To address this, I implemented multi-touch attribution within HubSpot, with particular attention to leads originating from LinkedIn – a channel that, in B2B, frequently plays an early-stage brand-building role rather than a last-click conversion role. Without multi-touch attribution, LinkedIn’s actual contribution to pipeline would have been consistently undervalued, and budget decisions would have been made on incomplete data.
This gave the team a much more accurate picture of which channels and campaigns were actually driving revenue across the full sales cycle – not just which one happened to close the deal.
The Bigger Picture
None of these pieces worked in isolation. The website restructure enabled the landing page strategy. The landing page strategy made the paid media ecosystem effective. The paid ecosystem’s retargeting layer kept visitors in the funnel long enough for the SEO and content strategy to build trust. The lead scoring framework made sure Sales actually acted on the leads that came through. The MoFu assets and ROI calculator turned research-stage interest into booked demos. And multi-touch attribution made sure the whole system could be measured and optimized accurately over time.

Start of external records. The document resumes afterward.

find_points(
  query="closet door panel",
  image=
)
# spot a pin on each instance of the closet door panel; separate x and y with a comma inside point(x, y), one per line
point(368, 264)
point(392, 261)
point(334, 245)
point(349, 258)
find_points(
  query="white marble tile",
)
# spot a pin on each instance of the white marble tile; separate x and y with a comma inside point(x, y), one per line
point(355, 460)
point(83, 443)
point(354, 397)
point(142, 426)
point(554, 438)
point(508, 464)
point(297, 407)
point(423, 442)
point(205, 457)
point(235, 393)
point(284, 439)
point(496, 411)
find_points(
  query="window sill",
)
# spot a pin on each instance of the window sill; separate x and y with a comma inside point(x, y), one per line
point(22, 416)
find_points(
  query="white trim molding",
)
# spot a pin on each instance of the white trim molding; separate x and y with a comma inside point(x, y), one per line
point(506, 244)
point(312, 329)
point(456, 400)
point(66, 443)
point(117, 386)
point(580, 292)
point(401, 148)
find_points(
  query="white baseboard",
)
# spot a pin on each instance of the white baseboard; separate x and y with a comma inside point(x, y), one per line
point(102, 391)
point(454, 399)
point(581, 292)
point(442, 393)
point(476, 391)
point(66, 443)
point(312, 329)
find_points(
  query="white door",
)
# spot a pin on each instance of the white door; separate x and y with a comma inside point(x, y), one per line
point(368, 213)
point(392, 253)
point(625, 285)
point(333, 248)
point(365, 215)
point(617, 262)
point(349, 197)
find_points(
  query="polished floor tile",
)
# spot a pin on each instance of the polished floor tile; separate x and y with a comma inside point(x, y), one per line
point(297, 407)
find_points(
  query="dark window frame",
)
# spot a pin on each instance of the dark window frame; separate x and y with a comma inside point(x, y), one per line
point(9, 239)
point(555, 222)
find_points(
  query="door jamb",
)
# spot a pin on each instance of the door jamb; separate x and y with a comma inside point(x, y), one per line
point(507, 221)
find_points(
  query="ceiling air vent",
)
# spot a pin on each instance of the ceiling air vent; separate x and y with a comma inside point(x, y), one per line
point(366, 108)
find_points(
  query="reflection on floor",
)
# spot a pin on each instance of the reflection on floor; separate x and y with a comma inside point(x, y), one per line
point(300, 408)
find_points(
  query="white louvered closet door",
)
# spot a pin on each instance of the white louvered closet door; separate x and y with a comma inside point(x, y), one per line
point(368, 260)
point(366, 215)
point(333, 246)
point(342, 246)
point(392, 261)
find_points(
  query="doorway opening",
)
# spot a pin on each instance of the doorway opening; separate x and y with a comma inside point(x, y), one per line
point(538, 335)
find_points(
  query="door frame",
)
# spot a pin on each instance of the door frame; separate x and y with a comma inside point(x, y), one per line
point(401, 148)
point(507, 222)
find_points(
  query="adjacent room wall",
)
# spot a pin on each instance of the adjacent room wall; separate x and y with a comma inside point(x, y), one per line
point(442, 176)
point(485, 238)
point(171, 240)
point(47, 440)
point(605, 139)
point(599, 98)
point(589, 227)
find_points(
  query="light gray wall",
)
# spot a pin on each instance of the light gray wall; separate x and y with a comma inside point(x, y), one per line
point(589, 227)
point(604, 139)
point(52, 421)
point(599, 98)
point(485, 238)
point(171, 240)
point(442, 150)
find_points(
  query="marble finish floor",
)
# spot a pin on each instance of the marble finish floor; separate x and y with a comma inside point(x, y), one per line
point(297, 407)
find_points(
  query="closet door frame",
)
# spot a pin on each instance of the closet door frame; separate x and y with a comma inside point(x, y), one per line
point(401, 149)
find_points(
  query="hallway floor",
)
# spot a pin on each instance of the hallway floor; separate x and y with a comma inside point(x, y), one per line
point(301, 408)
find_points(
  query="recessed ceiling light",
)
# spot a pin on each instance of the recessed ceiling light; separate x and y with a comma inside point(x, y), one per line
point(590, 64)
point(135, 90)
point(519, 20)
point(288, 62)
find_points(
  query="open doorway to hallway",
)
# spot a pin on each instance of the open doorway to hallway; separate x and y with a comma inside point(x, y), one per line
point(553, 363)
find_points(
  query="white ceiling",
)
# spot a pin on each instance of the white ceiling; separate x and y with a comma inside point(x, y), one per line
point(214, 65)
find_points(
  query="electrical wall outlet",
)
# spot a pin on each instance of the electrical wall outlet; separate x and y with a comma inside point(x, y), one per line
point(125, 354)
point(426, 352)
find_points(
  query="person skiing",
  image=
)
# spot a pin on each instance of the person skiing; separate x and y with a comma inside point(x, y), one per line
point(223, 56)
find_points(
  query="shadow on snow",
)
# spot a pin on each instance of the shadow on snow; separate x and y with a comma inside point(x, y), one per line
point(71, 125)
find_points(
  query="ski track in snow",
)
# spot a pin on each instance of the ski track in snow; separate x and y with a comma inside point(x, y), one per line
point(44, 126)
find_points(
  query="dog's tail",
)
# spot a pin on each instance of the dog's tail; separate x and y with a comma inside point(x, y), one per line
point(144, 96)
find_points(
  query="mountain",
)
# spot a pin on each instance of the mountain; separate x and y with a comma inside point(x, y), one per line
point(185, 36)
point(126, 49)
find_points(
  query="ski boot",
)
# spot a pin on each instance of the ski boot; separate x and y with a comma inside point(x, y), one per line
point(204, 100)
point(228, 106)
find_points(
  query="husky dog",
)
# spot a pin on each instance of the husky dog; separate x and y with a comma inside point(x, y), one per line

That’s the real takeaway from this project: growth for a company like Learnlight was never going to come from optimizing one channel in isolation. It came from treating acquisition, conversion, content, and attribution as one connected system – and fixing the structural gaps (a non-convertible website, missing retargeting, an unscored lead pipeline, distrust between Sales and Marketing) that no single campaign tweak could have solved on its own.